太监尖锐的嗓子叫的有些刺耳,可下面的人没有半丝的不耐,脸上满是笑意。
“谢主浓恩!”
余家大门应声关闭,在地上的老夫人瞬间收起了笑,威严的目光扫了眼余长乐。
“既然身上还有伤,就早点进去!”
“是的,祖母!”
身旁的仆妇无人动,只有秋焉那个小丫环扶起余长乐跟上。
余长乐身上有伤脚程还是慢了点,被坐在上首的余家老夫人逮住了错处。
“余长乐你还不跪下!”
老夫人盖着茶碗沉声呵道,整个屋子里安静的吓人。
余长乐心底叹了一口气,拉着秋焉直愣愣地跪在了地毯上。
这是前世见惯的敲打伎俩。
老夫人鄙夷的扫了一眼余长乐,果真还是一个软弱的小丫头。
今日听到长公主遇刺,生怕她牵连了余家。
可之后余长乐救驾有功,又觉得这个丫头怎么能有这样的福分?一定是夺了余家的福气。
你的心中涌起股份怒气,老夫人重重地将自己的拐杖杵在地上。
跟她娘一样,都是一个害人的玩意。
余长乐只是静静地跪在那,像是丝毫没有感觉到上首的厌弃,毕竟她头上也没有长双眼睛。
“祖母!烟儿来看你了。”
人未到,娇俏的声音就从屋外传了进来。
禁闭的屋子瞬间打开,一个穿着粉衫的女子直接越过余长乐一**坐在了上首,挽着老夫人亲昵地撒娇。

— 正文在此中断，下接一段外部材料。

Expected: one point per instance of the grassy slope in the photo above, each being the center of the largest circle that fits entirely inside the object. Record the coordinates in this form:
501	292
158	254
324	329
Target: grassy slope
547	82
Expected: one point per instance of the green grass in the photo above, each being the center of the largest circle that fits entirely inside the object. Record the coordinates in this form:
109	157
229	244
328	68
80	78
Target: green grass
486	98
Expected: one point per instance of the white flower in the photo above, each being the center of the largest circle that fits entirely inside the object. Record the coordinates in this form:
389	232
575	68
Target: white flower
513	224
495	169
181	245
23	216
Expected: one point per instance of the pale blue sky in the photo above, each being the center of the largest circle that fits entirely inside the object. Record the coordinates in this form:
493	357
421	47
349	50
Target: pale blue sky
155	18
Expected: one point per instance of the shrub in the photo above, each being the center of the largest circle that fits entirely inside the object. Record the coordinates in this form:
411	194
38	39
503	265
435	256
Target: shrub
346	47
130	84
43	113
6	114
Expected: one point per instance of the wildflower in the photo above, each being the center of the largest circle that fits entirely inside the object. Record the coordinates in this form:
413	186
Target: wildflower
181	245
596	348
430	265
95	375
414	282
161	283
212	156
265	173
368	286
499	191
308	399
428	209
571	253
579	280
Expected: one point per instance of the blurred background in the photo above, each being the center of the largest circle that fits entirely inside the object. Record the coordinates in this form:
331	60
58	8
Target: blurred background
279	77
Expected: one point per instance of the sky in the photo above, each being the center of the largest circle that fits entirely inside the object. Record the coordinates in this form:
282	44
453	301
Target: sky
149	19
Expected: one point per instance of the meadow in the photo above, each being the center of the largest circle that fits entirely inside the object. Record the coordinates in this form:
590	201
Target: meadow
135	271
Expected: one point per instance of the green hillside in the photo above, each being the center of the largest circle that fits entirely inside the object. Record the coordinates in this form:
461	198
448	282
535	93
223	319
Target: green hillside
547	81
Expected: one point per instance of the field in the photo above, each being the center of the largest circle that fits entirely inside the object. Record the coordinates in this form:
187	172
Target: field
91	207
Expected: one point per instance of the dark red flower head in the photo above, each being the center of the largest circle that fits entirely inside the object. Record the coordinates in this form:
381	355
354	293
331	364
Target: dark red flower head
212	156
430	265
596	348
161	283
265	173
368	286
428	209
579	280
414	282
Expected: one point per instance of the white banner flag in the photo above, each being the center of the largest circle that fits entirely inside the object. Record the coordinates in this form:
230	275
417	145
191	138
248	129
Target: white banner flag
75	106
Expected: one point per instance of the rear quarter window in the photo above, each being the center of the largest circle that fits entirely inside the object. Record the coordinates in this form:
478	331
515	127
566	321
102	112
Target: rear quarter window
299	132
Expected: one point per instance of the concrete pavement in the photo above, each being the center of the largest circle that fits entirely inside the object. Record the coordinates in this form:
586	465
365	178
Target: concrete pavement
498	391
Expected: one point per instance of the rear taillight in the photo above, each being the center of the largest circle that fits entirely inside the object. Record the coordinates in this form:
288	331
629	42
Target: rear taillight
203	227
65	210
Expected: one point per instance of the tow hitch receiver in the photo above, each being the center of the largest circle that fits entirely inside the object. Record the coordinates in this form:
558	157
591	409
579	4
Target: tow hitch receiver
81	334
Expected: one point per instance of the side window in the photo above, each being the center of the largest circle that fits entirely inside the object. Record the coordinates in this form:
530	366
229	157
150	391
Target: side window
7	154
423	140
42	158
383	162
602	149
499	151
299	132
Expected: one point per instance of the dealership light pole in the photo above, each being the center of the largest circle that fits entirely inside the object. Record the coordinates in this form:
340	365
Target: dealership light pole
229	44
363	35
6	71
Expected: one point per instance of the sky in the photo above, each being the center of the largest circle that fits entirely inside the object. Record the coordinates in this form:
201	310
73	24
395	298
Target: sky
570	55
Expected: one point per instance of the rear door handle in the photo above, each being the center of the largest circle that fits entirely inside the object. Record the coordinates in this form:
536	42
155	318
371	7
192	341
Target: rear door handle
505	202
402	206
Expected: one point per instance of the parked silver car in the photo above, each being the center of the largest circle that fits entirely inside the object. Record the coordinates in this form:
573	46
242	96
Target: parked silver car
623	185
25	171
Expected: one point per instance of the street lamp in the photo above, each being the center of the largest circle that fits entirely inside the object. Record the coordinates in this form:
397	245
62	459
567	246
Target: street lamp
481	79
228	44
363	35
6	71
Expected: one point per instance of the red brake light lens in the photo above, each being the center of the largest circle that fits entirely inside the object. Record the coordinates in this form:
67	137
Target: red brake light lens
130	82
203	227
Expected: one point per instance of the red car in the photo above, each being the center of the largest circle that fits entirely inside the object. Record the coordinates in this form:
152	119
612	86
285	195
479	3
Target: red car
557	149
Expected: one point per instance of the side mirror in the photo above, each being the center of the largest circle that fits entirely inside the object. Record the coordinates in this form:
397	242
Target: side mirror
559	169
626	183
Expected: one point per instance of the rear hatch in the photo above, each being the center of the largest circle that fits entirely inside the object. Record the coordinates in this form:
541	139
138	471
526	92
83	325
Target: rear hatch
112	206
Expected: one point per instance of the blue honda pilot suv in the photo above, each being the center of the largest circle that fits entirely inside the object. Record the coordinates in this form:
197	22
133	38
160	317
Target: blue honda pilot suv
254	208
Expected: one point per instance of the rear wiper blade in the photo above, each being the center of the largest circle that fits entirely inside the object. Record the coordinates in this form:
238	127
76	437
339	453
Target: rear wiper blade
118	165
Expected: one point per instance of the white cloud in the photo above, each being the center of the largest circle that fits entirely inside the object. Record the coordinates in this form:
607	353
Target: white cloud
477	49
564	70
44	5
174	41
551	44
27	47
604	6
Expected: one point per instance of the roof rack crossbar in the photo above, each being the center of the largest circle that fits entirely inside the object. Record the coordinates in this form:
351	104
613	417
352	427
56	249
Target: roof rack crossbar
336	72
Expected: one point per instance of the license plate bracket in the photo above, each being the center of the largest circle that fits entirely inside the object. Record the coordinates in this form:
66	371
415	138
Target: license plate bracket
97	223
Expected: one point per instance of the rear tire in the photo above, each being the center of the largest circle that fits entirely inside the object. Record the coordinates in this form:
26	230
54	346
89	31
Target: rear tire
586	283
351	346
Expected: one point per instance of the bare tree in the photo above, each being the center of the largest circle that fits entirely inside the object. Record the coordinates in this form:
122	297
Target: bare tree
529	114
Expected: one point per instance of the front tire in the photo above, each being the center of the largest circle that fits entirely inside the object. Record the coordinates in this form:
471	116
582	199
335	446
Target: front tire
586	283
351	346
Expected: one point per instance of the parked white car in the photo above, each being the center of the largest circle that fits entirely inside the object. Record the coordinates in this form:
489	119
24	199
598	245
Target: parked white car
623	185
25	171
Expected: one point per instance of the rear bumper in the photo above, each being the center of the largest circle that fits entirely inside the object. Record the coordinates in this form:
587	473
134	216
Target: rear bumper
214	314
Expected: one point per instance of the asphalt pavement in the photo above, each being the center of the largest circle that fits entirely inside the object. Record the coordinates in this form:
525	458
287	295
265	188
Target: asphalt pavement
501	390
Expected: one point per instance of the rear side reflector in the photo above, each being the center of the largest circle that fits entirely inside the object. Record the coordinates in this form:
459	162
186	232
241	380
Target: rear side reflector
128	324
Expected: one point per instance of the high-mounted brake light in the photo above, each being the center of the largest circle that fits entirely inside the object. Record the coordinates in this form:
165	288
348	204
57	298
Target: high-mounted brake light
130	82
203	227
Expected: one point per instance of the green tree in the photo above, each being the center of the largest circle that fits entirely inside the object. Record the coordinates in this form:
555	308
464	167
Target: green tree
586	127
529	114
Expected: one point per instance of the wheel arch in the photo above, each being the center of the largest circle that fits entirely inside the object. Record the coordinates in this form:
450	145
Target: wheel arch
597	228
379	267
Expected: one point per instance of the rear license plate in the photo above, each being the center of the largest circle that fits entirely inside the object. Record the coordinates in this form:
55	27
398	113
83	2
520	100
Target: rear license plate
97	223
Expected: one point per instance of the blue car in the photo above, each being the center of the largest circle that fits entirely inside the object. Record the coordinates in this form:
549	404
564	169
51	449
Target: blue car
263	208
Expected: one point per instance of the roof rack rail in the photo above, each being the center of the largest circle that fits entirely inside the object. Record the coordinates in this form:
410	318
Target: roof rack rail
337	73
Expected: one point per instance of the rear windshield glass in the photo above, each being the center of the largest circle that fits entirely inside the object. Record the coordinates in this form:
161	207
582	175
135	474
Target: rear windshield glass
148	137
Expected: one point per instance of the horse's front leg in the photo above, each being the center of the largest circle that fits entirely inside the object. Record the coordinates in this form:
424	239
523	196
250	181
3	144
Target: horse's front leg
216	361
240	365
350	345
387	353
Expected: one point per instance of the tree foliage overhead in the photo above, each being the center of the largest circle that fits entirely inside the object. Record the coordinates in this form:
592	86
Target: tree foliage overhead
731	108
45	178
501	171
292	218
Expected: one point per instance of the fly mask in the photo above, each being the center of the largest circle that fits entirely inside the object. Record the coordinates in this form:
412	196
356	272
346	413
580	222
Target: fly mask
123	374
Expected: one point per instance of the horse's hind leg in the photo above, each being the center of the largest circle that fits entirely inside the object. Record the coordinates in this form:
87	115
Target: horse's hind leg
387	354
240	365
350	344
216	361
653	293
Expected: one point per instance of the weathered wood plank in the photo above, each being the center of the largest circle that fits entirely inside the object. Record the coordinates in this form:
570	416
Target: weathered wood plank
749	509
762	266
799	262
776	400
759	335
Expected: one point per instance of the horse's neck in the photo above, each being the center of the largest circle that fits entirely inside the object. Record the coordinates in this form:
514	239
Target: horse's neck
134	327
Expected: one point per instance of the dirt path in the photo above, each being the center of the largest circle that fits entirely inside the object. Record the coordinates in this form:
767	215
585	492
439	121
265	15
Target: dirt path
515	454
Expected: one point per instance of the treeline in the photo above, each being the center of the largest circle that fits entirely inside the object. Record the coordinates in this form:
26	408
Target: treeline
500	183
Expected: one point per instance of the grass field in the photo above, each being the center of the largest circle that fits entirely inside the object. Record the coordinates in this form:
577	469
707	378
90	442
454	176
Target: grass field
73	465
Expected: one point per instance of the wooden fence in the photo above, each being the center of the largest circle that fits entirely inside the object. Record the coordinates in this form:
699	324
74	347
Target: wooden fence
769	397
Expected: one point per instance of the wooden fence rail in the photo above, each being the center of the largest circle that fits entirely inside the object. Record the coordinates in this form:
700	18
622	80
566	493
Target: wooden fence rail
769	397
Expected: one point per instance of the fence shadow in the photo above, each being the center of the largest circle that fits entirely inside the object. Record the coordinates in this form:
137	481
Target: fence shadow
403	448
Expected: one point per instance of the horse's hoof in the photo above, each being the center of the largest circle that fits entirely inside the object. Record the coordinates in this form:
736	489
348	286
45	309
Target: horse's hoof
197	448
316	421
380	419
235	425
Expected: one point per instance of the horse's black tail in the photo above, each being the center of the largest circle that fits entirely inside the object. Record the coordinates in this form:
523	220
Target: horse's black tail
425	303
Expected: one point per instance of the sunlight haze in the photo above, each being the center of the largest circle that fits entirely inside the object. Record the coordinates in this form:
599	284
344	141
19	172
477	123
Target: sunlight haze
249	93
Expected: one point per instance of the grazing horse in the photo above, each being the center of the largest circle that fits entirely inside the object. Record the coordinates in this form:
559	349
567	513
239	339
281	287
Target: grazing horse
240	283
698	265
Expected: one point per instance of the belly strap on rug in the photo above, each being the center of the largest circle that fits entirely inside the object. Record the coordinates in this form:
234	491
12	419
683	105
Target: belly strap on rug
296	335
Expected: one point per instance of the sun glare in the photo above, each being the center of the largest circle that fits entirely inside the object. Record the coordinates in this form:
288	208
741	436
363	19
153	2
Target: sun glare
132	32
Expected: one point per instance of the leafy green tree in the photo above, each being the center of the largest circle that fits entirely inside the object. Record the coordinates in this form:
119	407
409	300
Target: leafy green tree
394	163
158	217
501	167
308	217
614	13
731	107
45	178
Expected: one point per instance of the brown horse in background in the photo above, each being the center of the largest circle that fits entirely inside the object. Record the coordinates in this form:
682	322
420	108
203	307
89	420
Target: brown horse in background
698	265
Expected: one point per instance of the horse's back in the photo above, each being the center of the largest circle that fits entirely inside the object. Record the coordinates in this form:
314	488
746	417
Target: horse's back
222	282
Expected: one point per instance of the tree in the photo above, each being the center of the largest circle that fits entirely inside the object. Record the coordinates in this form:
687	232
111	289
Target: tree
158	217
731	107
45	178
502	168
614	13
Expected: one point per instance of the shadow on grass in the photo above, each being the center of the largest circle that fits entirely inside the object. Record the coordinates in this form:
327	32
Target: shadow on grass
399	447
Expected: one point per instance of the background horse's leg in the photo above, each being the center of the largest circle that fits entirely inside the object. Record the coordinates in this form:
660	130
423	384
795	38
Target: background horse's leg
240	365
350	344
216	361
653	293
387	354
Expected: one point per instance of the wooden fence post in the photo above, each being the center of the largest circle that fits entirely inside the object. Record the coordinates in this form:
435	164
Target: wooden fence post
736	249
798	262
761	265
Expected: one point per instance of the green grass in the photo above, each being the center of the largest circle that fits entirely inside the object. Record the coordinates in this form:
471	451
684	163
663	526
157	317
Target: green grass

“祖母,你可别怪烟儿!我是在屋子里给你老准备寿礼才来迟的。”
“你这傻丫头明明是在屋子里睡过了头,还在我面前装糊涂。”
余家老夫人说着说道,神态上哪有半点责怪,活脱脱的想换了一个人。
余含烟在老夫人怀里直撒娇,可余光止不住地往下首瞧。
人精的老夫人一眼就看出了她心里的打算,往她脑门上一敲。
“长乐,你可知我为何叫你跪下?”
余家老夫人又变成了余府威严的老太太。
“长乐、长乐不懂。”余长乐缩着脖子向后一缩,小家子气十足。
“你是余家女儿,一切都要为余家所想。”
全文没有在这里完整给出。